- Born: c. 1839 U.S.
- Died: 1904 (aged 64–65) Watertown, Massachusetts, U.S.
- Other name: Hattie Purvis Jr.
- Education: Friends Eagleswood School, Raritan Bay Union
- Occupations: activist, abolitionist, suffragist
- Parents: Robert Purvis (father); Harriet Forten Purvis (mother);
- Relatives: Charles Burleigh Purvis (brother); Sarah Louisa Forten Purvis (aunt); Margaretta Forten (aunt);

= Harriet Purvis Jr. =

American abolitionist, suffragist and member of the temperance movement

Harriet Purvis Jr. also known as Hattie Purvis (c. 1839 – 1904) was an African-American abolitionist, suffragist and a member of the temperance movement. She was part of the second generation of American suffragists. Purvis worked closely with Susan B. Anthony.

== Biography ==
She was born in about 1839 to activists Harriet Forten Purvis and Robert Purvis. She was the granddaughter of James Forten. She grew up in a household that was center of the Pennsylvania's Underground Railroad. She attended school at Friends Eagleswood School and Theodore Dwight Weld's Raritan Bay Union school in Perth Amboy, New Jersey.

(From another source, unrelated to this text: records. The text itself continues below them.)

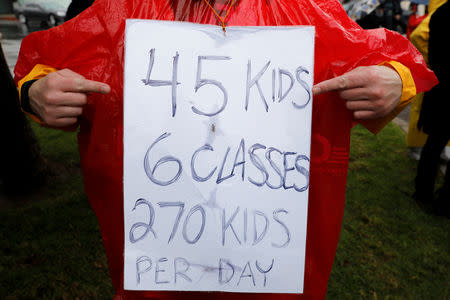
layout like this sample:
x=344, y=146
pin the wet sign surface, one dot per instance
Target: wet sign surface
x=216, y=156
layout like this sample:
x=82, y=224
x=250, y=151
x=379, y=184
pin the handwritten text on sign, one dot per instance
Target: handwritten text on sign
x=216, y=156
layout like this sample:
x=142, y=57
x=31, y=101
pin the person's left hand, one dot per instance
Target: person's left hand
x=370, y=92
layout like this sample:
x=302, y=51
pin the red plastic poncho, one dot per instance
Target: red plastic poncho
x=93, y=45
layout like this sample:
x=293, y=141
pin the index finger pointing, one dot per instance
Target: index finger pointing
x=333, y=84
x=353, y=79
x=90, y=86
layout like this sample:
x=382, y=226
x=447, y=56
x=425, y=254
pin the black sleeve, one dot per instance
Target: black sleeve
x=76, y=7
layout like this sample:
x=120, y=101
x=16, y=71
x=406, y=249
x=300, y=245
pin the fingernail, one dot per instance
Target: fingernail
x=316, y=90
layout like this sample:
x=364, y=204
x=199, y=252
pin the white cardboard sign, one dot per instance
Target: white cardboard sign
x=217, y=132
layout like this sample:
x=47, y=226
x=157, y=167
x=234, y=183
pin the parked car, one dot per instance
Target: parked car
x=40, y=12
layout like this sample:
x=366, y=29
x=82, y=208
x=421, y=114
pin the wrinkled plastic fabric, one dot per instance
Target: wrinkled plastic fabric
x=92, y=44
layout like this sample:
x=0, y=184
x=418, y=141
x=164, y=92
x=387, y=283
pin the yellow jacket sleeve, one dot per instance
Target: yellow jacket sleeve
x=37, y=72
x=408, y=93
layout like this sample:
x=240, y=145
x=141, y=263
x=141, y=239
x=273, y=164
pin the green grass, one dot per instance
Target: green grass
x=389, y=247
x=51, y=247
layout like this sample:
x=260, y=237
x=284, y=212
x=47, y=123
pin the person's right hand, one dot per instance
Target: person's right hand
x=59, y=97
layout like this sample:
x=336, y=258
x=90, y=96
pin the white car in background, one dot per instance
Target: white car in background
x=43, y=13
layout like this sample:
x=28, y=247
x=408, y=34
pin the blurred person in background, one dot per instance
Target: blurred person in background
x=416, y=138
x=434, y=117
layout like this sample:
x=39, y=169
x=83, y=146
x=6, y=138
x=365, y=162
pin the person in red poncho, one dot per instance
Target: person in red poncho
x=73, y=74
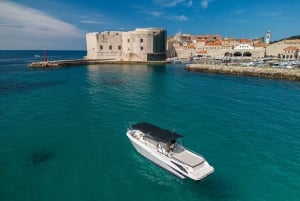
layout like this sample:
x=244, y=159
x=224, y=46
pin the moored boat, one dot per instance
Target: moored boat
x=161, y=147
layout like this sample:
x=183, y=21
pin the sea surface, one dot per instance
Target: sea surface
x=63, y=132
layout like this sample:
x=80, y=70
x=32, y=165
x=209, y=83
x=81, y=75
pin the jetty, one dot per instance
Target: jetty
x=77, y=62
x=266, y=72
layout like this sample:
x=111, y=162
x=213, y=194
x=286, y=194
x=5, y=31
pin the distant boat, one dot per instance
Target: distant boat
x=161, y=147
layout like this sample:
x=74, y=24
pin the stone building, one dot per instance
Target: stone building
x=142, y=44
x=278, y=49
x=215, y=47
x=290, y=53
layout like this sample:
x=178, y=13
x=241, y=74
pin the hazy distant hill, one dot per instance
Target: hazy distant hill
x=289, y=38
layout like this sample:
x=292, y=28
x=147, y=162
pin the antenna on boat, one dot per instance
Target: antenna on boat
x=45, y=56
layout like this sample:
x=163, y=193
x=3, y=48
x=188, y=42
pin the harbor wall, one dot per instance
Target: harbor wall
x=267, y=72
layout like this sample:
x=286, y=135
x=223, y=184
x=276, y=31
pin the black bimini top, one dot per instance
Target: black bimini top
x=156, y=132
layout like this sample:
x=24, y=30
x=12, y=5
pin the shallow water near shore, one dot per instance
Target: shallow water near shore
x=63, y=132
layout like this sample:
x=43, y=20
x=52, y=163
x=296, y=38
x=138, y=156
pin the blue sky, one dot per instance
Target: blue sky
x=62, y=24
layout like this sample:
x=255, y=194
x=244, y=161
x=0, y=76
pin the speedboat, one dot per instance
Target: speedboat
x=162, y=147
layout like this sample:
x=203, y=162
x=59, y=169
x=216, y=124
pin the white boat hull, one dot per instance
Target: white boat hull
x=152, y=156
x=168, y=162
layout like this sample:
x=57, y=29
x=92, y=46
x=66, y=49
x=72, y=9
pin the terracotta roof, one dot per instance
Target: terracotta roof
x=214, y=43
x=291, y=48
x=202, y=52
x=191, y=45
x=245, y=40
x=259, y=45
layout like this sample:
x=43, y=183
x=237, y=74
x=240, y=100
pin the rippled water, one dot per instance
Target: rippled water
x=62, y=132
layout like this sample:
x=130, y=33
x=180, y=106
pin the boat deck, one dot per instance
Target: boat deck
x=188, y=158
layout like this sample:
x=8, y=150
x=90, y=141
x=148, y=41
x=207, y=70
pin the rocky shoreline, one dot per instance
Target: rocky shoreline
x=266, y=72
x=76, y=62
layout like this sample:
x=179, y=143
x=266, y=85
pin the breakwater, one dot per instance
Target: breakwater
x=76, y=62
x=267, y=72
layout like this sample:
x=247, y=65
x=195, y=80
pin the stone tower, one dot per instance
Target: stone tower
x=268, y=37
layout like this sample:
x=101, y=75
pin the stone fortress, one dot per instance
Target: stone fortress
x=152, y=44
x=141, y=44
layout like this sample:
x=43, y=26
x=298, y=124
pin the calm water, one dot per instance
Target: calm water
x=62, y=132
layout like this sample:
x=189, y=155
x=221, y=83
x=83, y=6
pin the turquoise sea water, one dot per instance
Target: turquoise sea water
x=62, y=132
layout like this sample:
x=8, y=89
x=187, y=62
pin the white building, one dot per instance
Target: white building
x=142, y=44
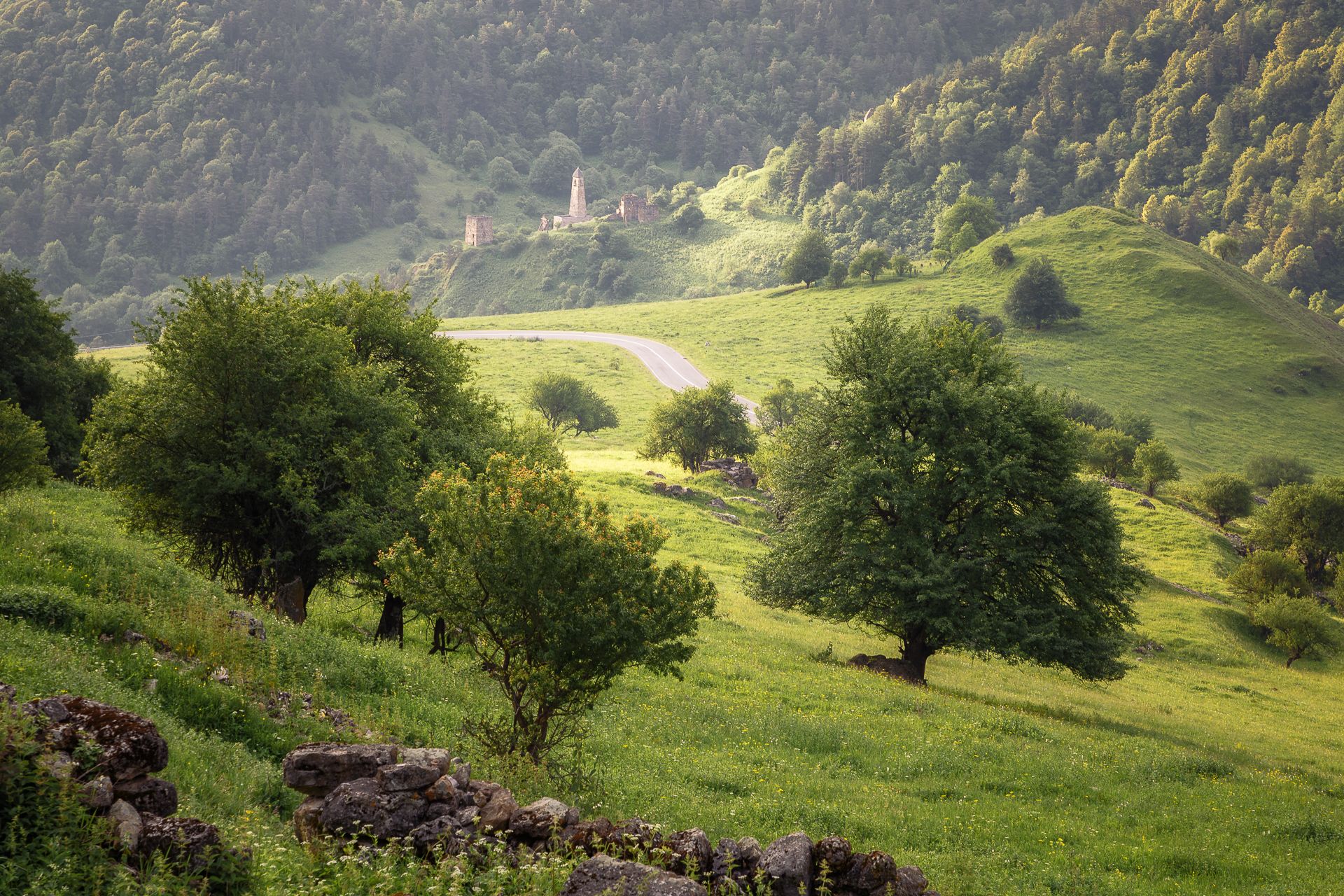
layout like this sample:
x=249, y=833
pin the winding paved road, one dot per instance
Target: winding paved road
x=668, y=365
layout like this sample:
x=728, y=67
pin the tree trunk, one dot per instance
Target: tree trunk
x=390, y=625
x=292, y=599
x=914, y=657
x=440, y=637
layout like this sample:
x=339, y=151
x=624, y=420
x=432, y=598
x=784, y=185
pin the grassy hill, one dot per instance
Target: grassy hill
x=1224, y=365
x=1208, y=769
x=733, y=250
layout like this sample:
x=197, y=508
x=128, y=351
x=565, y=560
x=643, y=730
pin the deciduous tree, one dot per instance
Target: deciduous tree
x=933, y=496
x=553, y=596
x=698, y=424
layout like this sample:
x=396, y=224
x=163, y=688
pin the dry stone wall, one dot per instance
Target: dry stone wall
x=429, y=799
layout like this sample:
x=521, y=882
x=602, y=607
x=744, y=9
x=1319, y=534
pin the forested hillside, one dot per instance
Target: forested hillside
x=148, y=141
x=1215, y=120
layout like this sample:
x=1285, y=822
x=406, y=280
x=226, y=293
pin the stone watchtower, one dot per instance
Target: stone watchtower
x=480, y=230
x=578, y=199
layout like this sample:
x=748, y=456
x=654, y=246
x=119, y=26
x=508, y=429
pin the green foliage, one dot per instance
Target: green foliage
x=783, y=405
x=41, y=371
x=1269, y=573
x=1306, y=522
x=553, y=596
x=687, y=218
x=1038, y=298
x=1298, y=626
x=1156, y=464
x=965, y=526
x=839, y=274
x=1214, y=121
x=23, y=449
x=808, y=261
x=553, y=171
x=1108, y=451
x=568, y=405
x=972, y=315
x=872, y=261
x=277, y=434
x=1225, y=495
x=965, y=223
x=1272, y=470
x=696, y=424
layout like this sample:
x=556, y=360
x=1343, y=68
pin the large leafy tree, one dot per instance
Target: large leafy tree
x=698, y=424
x=808, y=261
x=1038, y=298
x=569, y=405
x=933, y=495
x=553, y=596
x=41, y=370
x=1306, y=522
x=277, y=434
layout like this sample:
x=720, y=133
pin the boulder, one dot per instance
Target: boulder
x=606, y=876
x=788, y=862
x=736, y=472
x=359, y=808
x=441, y=761
x=406, y=777
x=99, y=794
x=736, y=860
x=442, y=832
x=872, y=874
x=125, y=825
x=308, y=820
x=248, y=622
x=442, y=790
x=589, y=836
x=499, y=811
x=131, y=745
x=182, y=840
x=910, y=881
x=832, y=856
x=691, y=850
x=148, y=794
x=539, y=820
x=316, y=769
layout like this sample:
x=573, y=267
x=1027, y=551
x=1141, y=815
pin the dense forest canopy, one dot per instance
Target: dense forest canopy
x=148, y=140
x=1219, y=121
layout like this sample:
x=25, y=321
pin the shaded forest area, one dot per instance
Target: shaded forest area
x=166, y=139
x=1217, y=121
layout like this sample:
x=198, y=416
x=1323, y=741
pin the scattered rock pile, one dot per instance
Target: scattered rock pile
x=428, y=797
x=112, y=755
x=736, y=472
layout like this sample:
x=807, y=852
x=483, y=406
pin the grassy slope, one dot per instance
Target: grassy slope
x=733, y=250
x=1209, y=769
x=1224, y=365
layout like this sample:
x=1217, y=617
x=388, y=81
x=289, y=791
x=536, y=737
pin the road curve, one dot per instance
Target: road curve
x=668, y=365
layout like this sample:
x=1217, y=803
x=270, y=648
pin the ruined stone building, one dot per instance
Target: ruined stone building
x=578, y=203
x=635, y=210
x=480, y=230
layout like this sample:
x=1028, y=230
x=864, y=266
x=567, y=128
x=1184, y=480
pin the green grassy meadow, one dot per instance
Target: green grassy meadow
x=1224, y=365
x=1209, y=769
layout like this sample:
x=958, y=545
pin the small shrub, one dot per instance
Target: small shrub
x=1225, y=495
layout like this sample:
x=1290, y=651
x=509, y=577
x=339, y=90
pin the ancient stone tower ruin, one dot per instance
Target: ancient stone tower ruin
x=480, y=230
x=578, y=199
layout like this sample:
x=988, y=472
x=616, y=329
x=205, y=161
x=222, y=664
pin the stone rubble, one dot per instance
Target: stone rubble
x=118, y=755
x=428, y=797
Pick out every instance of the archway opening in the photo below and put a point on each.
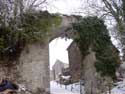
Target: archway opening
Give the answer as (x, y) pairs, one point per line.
(59, 67)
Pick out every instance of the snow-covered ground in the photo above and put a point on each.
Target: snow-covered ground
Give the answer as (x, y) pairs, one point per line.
(60, 89)
(119, 89)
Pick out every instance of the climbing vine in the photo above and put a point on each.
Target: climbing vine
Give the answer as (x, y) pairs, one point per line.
(33, 26)
(92, 33)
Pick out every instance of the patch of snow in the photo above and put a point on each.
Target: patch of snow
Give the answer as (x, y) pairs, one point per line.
(62, 89)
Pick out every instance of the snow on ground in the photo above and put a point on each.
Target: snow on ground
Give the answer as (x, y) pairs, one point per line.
(119, 89)
(60, 89)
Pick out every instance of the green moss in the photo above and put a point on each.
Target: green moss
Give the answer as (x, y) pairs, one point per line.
(33, 27)
(92, 33)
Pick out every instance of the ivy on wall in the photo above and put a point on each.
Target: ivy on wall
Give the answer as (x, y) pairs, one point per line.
(33, 26)
(92, 33)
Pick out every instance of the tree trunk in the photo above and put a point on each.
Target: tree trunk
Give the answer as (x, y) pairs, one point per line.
(90, 74)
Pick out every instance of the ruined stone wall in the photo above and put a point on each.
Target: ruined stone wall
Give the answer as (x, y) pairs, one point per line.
(31, 70)
(34, 67)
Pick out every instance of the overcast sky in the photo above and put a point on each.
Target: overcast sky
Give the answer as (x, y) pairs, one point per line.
(64, 6)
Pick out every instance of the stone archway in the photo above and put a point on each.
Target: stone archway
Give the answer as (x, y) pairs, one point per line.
(33, 67)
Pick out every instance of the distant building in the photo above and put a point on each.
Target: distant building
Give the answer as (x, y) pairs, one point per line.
(58, 68)
(74, 61)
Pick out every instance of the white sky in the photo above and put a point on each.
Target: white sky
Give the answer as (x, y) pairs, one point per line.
(64, 6)
(57, 50)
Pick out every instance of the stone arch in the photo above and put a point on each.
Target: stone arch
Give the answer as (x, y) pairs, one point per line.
(33, 68)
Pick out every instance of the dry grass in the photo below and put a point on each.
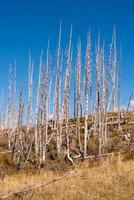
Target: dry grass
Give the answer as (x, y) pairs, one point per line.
(111, 180)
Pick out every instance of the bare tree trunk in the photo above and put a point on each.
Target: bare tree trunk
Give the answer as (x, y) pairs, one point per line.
(57, 98)
(87, 85)
(78, 95)
(30, 91)
(67, 96)
(9, 111)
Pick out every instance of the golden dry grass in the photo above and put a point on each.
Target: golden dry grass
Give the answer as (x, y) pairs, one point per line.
(110, 180)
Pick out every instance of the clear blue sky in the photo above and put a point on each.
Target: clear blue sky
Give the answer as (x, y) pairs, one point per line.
(27, 24)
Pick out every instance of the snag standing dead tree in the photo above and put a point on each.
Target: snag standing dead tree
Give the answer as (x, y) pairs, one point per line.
(37, 117)
(30, 88)
(87, 85)
(98, 96)
(66, 99)
(57, 98)
(9, 109)
(113, 60)
(14, 100)
(78, 95)
(46, 141)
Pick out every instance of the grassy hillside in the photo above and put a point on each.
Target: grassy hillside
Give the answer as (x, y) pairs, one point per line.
(111, 179)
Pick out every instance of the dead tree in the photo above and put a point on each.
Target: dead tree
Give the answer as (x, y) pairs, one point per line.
(30, 90)
(14, 100)
(113, 59)
(37, 117)
(87, 85)
(46, 140)
(66, 99)
(98, 123)
(78, 95)
(9, 110)
(57, 98)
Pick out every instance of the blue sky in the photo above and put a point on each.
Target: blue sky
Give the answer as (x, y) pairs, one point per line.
(28, 24)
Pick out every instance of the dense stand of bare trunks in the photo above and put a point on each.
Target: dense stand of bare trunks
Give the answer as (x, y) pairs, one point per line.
(33, 134)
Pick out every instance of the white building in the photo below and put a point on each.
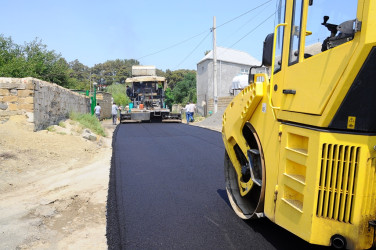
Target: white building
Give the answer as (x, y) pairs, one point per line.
(230, 63)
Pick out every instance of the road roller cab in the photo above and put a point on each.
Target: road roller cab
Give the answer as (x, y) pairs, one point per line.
(301, 143)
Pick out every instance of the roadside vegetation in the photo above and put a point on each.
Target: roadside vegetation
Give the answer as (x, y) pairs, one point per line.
(118, 92)
(33, 59)
(88, 121)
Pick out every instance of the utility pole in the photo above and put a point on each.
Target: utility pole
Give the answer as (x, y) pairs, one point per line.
(215, 93)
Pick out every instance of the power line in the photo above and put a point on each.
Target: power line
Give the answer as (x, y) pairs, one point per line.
(248, 21)
(172, 46)
(243, 14)
(188, 39)
(193, 50)
(252, 30)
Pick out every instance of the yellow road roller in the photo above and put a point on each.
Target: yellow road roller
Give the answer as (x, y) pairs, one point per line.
(301, 141)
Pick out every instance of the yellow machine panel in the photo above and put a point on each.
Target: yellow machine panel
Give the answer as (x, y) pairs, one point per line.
(301, 143)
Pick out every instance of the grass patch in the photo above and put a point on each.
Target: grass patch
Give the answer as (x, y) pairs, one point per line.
(62, 124)
(51, 129)
(88, 121)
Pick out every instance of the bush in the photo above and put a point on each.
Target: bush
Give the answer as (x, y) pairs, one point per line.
(118, 92)
(88, 121)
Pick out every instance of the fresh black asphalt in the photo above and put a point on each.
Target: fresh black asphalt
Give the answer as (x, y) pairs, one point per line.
(166, 191)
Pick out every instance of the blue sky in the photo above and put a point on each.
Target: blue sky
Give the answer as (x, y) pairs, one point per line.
(95, 31)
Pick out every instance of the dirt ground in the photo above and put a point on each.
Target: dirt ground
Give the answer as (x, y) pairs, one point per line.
(53, 187)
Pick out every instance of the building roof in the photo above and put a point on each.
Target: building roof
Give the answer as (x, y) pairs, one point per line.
(233, 56)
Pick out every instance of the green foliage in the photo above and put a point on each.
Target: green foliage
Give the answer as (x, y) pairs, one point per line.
(79, 75)
(113, 71)
(88, 121)
(33, 59)
(118, 92)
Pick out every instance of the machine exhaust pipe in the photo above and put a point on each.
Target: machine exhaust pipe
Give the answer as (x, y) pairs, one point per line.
(338, 242)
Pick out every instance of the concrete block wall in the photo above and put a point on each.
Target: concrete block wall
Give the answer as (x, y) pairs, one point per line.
(16, 98)
(105, 101)
(53, 103)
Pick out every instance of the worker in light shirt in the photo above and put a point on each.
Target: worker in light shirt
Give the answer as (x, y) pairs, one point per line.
(191, 110)
(186, 109)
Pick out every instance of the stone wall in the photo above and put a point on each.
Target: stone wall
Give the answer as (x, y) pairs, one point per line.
(16, 98)
(43, 103)
(53, 103)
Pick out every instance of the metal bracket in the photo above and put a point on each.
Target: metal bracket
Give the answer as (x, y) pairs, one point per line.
(358, 25)
(255, 167)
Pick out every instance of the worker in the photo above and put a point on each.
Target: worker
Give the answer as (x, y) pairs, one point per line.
(191, 109)
(97, 111)
(114, 112)
(187, 115)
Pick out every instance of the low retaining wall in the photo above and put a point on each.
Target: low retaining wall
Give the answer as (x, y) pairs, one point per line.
(43, 103)
(53, 103)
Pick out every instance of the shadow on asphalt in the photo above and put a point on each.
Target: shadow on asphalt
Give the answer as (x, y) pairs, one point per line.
(274, 234)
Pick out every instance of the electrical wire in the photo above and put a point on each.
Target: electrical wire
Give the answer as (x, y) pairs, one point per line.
(172, 46)
(243, 14)
(252, 30)
(248, 21)
(193, 50)
(199, 34)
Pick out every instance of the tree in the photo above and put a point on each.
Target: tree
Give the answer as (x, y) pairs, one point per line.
(118, 92)
(33, 59)
(113, 71)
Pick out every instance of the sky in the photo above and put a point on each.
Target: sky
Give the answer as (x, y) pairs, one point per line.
(168, 34)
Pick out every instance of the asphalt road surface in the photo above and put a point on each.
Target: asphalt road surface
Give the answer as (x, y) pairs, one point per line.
(166, 191)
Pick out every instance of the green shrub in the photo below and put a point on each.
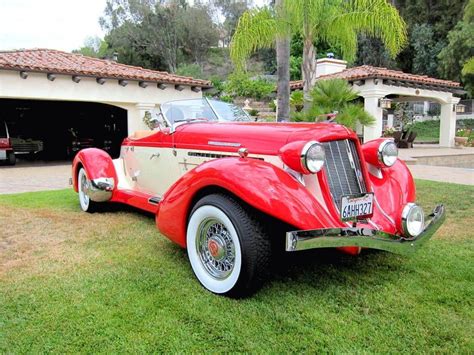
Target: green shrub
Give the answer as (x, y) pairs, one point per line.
(192, 70)
(241, 85)
(253, 112)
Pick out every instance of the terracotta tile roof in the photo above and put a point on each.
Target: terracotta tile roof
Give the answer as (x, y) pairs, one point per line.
(367, 72)
(54, 61)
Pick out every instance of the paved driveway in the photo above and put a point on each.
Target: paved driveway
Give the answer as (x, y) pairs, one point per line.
(34, 176)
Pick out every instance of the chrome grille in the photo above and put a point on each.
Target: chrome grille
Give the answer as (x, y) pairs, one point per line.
(343, 169)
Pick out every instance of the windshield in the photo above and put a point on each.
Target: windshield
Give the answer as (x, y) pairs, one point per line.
(202, 109)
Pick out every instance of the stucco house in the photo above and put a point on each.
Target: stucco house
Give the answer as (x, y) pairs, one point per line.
(45, 93)
(377, 86)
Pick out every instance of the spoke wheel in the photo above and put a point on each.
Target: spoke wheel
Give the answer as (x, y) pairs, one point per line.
(227, 248)
(87, 205)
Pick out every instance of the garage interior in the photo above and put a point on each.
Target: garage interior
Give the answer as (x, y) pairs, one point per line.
(64, 127)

She was a member of the Philadelphia Female Anti-Slavery Society and worked to raise funds. She attended the 1866 National Woman's Rights Convention and became a member of the American Equal Rights Association (AERA). She served as secretary for AERA from 1866 until 1869. She was on the executive committee of the Pennsylvania Woman's Suffrage Association. She was a delegate and the first African-American president of the National Woman's Suffrage Association.

She died on April 4, 1904, in Watertown, Massachusetts.